Foto: Javier del Real / cortesía de Teatro Real.
Quince años después de dejar de componer ópera, Verdi estrenó Otello. Su editor, Giulio Ricordi, se había ocupado de ello, confabulando con un director de orquesta y un libretista, y aportando una descabellada suma de dinero. La ocasión propicia fue una comida a finales del verano de 1879 y la ligazón fue Shakespeare: Verdi había estrenado ya Macbeth y se había quedado a medio camino con el Rey LearBoito, el libretista de esta conjura, había escrito para Franco Faccio, el director de este contubernio, un Hamlet. Así, con la excusa shakesperiana, Verdi y Boito comenzaron a trabajar en la historia del moro de Venecia. O, como se refirieron a los preparativos en la correspondencia que cruzaron, a «preparar el chocolate».
La ópera cuenta la historia de cómo Otelo, el moro, el militar victorioso y el esposo de Desdémona, es destruido por Yago. O más bien explica cómo Yago, hombre envidioso, astuto y enredador, destruye a Otelo, a Desdémona, a Cassio, a Roderigo, a Emilia, al prestigio y la paz de Chipre. Resumamos el argumento: durante una enorme tempestad —presagio de lo que está por venir— el pueblo de Chipre mira intranquilo el mar aguardando el regreso victorioso de las tropas comandadas por Otelo, que han ido a combatir a los enemigos de la fe de Cristo. El libreto obvia el primer acto de la tragedia de Shakespeare, , expurgando así buena parte del contenido racista del texto («Ahora, ahora, ahora mismo un viejo carnero negro está montando a vuestra blanca ovejita. ¡Arriba!»). Entra Otelo victorioso, vencedor de los otomanos: «Esultate! L’orgoglio musulmano sepolto è in mar» (alegraos, el orgullo musulmán está sepultado en el mar). Otelo ha ascendido a Cassio al rango de capitán, lo que enfurece a Yago, que sigue siendo un triste alférez. Para vengarse, se servirá de Roderigo, que está secretamente enamorado de Desdémona, la mujer de Otelo. Primero hará que Roderigo emborrache a Cassio, que tiene mal beber, para que monte un tumulto y lo degraden. Después, irá a consolar a Cassio y le sugerirá que pida a Desdémona que interceda por él, a la vez que se ocupará de que Otelo entienda que los ruegos de su esposa por la causa su subordinado son los de una amante por el bien de su amado. Para asegurarse el éxito de su empresa, Yago robará un pañuelo de Desdémona para dejarlo convenientemente a la vista en la casa de Cassio. Otelo, convencido e iracundo, se arrojará sobre Desdémona, que solo puede decir que lo ama, y la estrangulará. Después, dándose cuenta de su error, Otelo se suicida («Es el fin de mi viaje… ¡Oh, gloria! ¡Otelo fui!»). La tragedia exige un número adecuado de muertos. Es interesante reparar en que la música que Verdi escribió para esta ópera no funciona armónicamente mediante números cerrados, sino que atraviesa actos completos, fluyendo y mutando continuamente, arrastrando al espectador a través de la trama, como si fuera la misma fuerza del destino.

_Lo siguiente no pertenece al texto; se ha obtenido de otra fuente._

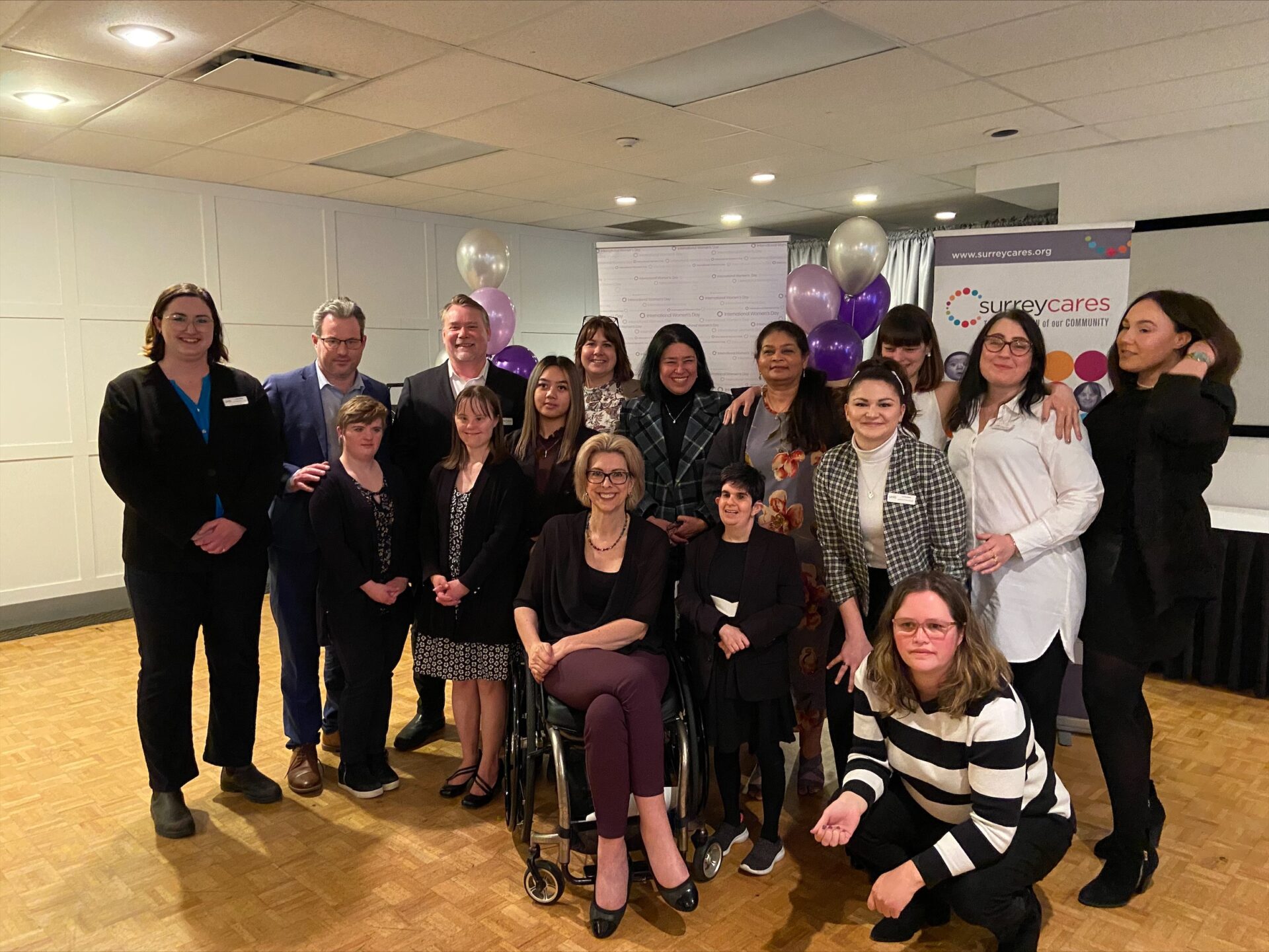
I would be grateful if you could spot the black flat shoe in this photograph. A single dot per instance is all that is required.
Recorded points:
(463, 775)
(476, 800)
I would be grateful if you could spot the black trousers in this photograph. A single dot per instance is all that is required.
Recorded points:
(896, 828)
(169, 608)
(1040, 685)
(368, 653)
(839, 699)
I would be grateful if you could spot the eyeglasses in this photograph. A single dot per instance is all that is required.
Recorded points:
(597, 477)
(350, 343)
(935, 630)
(997, 343)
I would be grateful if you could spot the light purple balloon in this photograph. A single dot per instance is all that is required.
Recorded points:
(811, 296)
(866, 310)
(502, 317)
(517, 359)
(835, 349)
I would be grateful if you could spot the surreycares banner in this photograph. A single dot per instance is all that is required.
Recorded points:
(1074, 281)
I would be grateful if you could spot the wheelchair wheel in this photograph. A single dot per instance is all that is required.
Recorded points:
(551, 883)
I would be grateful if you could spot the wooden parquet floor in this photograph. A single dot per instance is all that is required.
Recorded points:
(81, 866)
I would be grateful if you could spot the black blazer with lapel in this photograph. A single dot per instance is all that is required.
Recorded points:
(426, 412)
(343, 524)
(771, 606)
(155, 459)
(492, 562)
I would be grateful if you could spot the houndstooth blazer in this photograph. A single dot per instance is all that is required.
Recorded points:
(672, 495)
(929, 535)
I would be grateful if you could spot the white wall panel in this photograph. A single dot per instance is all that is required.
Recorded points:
(30, 259)
(33, 387)
(132, 242)
(38, 520)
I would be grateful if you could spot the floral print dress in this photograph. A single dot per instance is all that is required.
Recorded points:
(791, 511)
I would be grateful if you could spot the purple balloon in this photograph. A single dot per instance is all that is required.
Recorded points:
(502, 316)
(517, 359)
(866, 310)
(835, 349)
(811, 297)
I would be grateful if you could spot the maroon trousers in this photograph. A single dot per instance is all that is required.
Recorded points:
(621, 695)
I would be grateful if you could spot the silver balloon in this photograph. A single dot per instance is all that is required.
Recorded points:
(482, 259)
(857, 252)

Foto: Javier del Real / cortesía de Teatro Real.
Foto: Javier del Real / cortesía de Teatro Real.
La habilidad de Yago es admirable. Lo siento, no puedo resistirme a un buen villano cuando se me presenta. Para mostrarnos con precisión su maldad, Boito introdujo, en el segundo acto, un añadido al texto de Shakespeare que se ha dado en llamar el «credo de la maldad». Lo cierto es que el título no decepciona: «Creo en un Dios cruel que me creó a su semejanza y que nombro con ira. […] Creo que el justo es un histrión burlón, tanto su rostro como su corazón, son falsos: lágrimas, besos, miradas, sacrificios y honor. Y creo al hombre juguete de una inicua suerte desde el germen de la cuna hasta el gusano de la tumba». Verdi le compuso una música suficientemente despiadada, adecuada a su iniquidad, para este momento de sinceridad que Yago nos tiene reservado. Porque Yago, que es a la vez actor y espectador, solo es honesto con nosotros, de alguna manera sus cómplices, que desde la platea y los palcos disfrutamos de la música que Verdi le puso al espectáculo de su maldad.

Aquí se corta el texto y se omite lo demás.